On 20/09/2013 17:36, Sage Weil wrote:
> On Fri, 20 Sep 2013, Loic Dachary wrote:
>> Hi Andreas,
>>
>> Great work on these benchmarks ! It's definitely an incentive to improve as 
>> much as possible. Could you push / send the scripts and sequence of 
>> operations you've used ? I'll reproduce this locally while getting rid of 
>> the extra copy. It would be useful to capture that into a script that can be 
>> conveniently run from the teuthology integrations tests to check against 
>> performance regressions.
>>
>> Regarding the 3P implementation, in my opinion it would be very valuable for 
>> some people who prefer low CPU consumption. And I'm eager to see more than 
>> one plugin in the erasure code plugin directory ;-)
> 
> One way to approach this might be to make a bufferlist 'multi-iterator' 
> that you give you bufferlist::iterator's and will give you back a pair of 
> points and length for each contiguous segment.  This would capture the 
> annoying iterator details and let the user focus on processing chunks that 
> are as large as possible.
> 
> sage
> 
> 
>  > 
>> Cheers
>>
>> On 20/09/2013 13:35, Andreas Joachim Peters wrote:
>>> Hi Loic, 
>>>
>>> I have now some benchmarks on a Xeon 2.27 GHz 4-core with gcc 4.4 (-O2) for 
>>> ENCODING based on the CEPH Jerasure port.
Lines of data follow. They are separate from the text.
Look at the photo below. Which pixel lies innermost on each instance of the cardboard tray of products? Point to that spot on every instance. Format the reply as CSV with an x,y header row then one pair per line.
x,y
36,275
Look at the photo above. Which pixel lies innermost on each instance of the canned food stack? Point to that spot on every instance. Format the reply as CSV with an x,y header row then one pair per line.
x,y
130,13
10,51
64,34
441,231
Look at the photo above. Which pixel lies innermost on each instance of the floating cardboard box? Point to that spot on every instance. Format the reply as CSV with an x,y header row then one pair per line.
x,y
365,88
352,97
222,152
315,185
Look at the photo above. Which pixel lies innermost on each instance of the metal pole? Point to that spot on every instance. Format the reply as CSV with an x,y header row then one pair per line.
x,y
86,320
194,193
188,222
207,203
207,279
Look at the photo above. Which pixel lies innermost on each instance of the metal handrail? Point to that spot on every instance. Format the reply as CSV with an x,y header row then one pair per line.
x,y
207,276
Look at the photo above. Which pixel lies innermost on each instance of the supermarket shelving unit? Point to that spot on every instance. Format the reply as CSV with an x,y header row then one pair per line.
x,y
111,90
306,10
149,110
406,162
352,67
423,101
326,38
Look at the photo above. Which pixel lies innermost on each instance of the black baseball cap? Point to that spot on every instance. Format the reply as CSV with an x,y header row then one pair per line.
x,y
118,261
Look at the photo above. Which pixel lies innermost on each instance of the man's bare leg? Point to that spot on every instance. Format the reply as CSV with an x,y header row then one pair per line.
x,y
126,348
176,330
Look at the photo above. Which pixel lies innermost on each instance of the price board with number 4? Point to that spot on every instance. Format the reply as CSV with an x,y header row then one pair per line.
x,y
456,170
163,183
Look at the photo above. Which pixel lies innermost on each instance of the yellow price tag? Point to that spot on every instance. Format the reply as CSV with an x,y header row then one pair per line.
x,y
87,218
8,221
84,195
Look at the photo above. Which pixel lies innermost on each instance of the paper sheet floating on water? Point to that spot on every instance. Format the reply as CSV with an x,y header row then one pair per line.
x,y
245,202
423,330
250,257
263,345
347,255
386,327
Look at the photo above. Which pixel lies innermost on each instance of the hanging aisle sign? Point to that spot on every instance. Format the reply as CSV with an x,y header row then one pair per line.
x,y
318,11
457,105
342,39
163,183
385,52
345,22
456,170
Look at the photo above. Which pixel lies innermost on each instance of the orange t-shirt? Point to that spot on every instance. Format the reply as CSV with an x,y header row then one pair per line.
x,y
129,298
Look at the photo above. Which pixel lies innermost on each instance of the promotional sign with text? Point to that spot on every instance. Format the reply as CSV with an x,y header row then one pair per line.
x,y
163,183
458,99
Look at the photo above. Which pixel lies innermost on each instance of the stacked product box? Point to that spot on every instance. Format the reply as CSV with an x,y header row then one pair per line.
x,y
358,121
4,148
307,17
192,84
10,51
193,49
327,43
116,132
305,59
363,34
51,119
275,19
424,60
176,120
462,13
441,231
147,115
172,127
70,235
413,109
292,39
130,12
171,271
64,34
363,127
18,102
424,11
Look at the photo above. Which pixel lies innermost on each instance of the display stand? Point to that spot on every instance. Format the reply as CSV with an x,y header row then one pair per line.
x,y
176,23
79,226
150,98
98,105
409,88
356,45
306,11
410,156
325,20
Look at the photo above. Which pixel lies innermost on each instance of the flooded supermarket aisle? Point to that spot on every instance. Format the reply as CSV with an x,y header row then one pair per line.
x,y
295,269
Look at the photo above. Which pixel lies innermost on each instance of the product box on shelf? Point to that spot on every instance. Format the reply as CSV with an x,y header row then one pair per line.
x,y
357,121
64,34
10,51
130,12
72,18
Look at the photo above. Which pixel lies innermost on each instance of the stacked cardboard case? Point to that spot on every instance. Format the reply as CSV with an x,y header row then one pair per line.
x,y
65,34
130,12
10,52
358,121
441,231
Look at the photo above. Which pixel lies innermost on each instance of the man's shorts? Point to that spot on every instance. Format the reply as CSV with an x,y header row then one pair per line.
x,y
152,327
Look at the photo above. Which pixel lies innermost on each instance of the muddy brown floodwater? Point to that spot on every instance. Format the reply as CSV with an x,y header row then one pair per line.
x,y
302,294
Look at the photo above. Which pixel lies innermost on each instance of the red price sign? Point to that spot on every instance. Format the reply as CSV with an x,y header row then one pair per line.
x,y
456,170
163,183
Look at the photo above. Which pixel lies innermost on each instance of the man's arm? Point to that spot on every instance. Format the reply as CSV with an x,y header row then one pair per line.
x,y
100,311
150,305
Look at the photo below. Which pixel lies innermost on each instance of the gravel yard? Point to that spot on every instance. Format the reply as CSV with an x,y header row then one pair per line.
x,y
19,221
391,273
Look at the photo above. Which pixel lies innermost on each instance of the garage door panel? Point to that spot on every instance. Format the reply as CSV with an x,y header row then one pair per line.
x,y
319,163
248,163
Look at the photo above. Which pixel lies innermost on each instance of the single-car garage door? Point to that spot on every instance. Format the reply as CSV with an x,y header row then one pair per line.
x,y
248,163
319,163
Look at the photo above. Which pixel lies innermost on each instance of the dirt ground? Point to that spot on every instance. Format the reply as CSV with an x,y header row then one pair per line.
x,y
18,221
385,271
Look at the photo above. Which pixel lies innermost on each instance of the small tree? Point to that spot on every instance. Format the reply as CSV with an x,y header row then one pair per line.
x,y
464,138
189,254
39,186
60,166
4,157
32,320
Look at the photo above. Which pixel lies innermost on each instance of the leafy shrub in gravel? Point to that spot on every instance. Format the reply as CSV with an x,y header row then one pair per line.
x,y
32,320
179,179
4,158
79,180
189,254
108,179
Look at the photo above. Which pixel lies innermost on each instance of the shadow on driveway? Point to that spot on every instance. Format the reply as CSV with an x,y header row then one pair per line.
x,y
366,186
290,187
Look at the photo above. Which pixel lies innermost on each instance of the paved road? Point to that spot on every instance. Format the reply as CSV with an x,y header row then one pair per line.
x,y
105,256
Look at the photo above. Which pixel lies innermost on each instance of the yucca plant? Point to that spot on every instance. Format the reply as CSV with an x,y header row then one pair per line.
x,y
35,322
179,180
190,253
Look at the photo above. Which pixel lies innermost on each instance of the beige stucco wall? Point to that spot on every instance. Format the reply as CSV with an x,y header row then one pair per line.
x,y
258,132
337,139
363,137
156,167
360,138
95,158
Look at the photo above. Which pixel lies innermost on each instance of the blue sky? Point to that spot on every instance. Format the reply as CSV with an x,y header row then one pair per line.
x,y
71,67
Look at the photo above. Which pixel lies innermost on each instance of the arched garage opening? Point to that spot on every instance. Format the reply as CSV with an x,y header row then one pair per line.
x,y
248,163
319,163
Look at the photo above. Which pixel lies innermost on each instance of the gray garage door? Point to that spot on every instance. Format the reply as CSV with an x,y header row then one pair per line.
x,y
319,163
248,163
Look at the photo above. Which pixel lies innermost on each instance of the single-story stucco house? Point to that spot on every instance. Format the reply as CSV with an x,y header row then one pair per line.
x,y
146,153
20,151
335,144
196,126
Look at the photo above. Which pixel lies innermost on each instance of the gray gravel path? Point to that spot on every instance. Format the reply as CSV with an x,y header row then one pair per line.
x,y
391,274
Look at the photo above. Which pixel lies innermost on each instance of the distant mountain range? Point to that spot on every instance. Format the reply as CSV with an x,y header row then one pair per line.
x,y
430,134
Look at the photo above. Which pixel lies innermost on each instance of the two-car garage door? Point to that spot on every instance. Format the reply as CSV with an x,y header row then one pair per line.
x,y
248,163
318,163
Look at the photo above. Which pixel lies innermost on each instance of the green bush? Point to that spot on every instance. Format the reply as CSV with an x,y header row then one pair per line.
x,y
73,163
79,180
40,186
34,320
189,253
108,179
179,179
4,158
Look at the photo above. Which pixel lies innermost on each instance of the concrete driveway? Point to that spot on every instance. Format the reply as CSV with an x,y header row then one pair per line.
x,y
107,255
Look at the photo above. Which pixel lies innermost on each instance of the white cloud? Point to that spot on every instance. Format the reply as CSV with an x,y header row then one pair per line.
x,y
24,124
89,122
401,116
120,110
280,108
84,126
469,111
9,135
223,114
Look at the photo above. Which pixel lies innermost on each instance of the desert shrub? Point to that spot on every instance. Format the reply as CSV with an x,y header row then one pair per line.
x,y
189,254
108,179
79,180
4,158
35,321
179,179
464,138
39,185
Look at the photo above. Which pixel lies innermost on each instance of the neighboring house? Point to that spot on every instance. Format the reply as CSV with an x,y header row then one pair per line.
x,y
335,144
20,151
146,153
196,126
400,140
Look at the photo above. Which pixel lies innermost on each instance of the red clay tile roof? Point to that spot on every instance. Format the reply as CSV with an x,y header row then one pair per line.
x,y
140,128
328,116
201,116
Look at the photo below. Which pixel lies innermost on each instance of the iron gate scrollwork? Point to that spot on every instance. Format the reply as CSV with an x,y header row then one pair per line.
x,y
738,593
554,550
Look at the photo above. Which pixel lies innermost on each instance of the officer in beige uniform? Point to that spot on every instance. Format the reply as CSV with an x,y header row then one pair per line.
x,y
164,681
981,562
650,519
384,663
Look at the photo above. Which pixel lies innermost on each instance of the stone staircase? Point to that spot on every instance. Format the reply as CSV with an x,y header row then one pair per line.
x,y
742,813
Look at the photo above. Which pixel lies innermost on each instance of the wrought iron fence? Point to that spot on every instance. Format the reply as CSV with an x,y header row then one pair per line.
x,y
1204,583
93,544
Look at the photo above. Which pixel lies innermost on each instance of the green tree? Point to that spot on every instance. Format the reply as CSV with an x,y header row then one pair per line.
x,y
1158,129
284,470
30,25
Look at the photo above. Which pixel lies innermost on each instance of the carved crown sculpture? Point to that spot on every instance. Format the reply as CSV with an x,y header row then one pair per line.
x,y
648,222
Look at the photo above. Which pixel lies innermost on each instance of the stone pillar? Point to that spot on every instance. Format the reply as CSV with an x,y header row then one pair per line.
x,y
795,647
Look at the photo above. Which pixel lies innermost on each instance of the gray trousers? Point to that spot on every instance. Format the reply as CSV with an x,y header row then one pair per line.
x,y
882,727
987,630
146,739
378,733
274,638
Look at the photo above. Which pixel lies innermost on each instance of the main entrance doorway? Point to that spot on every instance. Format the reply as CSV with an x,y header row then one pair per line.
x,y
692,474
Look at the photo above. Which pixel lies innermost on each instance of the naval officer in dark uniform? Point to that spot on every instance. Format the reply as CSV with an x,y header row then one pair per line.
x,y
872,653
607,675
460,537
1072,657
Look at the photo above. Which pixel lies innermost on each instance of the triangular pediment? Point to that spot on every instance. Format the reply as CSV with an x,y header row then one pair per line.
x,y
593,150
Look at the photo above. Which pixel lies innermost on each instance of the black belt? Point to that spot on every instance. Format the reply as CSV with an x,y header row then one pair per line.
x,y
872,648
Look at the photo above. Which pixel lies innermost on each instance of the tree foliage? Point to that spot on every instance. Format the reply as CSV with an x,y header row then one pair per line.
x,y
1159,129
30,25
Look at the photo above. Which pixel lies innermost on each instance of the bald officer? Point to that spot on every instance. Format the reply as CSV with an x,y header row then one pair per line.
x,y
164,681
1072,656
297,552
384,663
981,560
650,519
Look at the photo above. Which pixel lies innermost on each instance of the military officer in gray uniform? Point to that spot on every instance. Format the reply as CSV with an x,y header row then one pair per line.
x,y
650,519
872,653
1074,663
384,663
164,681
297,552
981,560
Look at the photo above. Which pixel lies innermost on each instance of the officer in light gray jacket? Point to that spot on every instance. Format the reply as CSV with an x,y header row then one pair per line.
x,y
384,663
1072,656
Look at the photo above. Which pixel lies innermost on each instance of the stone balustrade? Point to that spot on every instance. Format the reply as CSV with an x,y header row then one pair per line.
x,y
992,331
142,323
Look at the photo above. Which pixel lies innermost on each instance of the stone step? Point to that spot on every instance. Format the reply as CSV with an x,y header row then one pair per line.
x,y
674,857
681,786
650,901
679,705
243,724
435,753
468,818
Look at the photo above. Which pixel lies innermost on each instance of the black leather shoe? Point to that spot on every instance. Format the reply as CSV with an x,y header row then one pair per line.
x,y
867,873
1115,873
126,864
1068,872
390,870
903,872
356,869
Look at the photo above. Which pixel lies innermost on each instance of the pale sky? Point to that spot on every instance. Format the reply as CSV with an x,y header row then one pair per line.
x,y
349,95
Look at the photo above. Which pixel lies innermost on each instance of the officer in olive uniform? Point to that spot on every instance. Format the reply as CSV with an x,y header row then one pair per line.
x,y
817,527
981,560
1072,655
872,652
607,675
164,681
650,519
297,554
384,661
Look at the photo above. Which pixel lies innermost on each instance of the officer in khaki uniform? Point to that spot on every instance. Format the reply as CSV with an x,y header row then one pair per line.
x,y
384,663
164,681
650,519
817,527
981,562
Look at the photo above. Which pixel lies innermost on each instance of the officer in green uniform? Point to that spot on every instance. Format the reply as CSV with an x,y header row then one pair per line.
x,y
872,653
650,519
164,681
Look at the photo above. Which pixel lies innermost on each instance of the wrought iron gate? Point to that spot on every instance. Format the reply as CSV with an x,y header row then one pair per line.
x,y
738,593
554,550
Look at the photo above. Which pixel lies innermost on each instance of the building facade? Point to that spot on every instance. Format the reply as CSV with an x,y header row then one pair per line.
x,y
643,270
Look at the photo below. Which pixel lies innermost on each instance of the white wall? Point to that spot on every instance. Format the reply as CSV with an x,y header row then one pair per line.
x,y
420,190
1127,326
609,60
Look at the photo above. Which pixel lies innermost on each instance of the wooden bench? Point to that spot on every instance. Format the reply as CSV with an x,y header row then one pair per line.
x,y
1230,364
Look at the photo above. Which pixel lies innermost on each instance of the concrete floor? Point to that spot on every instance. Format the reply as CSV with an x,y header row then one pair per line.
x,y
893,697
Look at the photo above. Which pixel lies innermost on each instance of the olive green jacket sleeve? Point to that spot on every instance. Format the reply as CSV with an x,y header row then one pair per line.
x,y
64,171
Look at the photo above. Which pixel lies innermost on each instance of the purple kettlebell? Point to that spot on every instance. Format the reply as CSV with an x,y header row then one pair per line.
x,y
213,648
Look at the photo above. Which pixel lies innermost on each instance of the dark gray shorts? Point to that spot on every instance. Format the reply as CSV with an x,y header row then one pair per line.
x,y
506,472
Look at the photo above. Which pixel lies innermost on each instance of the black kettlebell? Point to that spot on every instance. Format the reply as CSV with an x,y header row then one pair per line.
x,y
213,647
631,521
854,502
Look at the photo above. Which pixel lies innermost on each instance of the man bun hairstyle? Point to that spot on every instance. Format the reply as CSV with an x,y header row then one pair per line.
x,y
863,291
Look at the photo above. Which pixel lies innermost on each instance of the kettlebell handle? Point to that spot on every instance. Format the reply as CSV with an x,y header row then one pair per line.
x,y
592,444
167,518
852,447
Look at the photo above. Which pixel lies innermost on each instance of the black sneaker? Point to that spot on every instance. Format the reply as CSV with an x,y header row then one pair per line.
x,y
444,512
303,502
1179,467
>>> I measured for objects from 128k to 512 MB with random contents (if you 
>>> encode 1 GB objects you see slow downs due to caching inefficiencies ...), 
>>> otherwise results are stable for the given object sizes.
>>>
>>> I quote only the benchmark for ErasureCodeJerasureReedSolomonRAID6 (3,2) , 
>>> the other are significantly slower (2-3x slower) and my 3P(3,2,1) 
>>> implementation providing the same redundancy level like RS-Raid6[3,2] 
>>> (double disk failure) but using more space (66% vs 100% overhead).
>>>
>>> The effect of out.c_str() is significant ( contributes with factor 2 
>>> slow-down for the best jerasure algorithm for [3,2] ).
>>>
>>> Averaged results for Objects Size 4MB:
>>>
>>> 1) Erasure CRS [3,2] - 2.6 ms buffer preparation (out.c_str()) - 2.4 ms 
>>> encoding => ~780 MB/s
>>> 2) 3P [3,2,1] - 0,005 ms buffer preparation (3P adjusts the padding in the 
>>> algorithm) - 0.87ms encoding => ~4.4 GB/s
>>>
>>> I think it pays off to avoid the copy in the encoding if it does not matter 
>>> for the buffer handling upstream and pad only the last chunk.
>>>
>>> Last thing I tested is how performances scales with number of cores running 
>>> 4 tests in parallel:
>>>
>>> Jerasure (3,2) limits at ~2,0 GB/s for a 4-core CPU (Xeon 2.27 GHz).
>>> 3P(3,2,1) limits ~8 GB/s for a 4-core CPU (Xeon 2.27 GHz).
>>>
>>> I also implemented the decoding for 3P, but didn't test yet all 
>>> reconstruction cases. There is probably room for improvements using AVX 
>>> support for XOR operations in both implementations.
>>>
>>> Before I invest more time, do think it is useful to have this fast 3P 
>>> algorithm for double disk failures with 100% space overhead? Because I 
>>> believe that people will always optimize for space and would rather use 
>>> something like (10,2) even if the performance degrades and CPU consumption 
>>> goes up?!? Let me know, no problem in any case!
>>>
>>> Finally I tested some combinations for ErasureCodeJerasureReedSolomonRAID6:
>>>
>>> (3,2) (4,2) (6,2) (8,2) (10,2) they all run around 780-800 MB/s
>>>
>>> Cheers Andreas.
>>>
>>>
>>>
>>>
>>>
>>
>> -- 
>> Lo?c Dachary, Artisan Logiciel Libre
>> All that is necessary for the triumph of evil is that good people do nothing.
>>
>>

-- 
Loïc Dachary, Artisan Logiciel Libre
All that is necessary for the triumph of evil is that good people do nothing.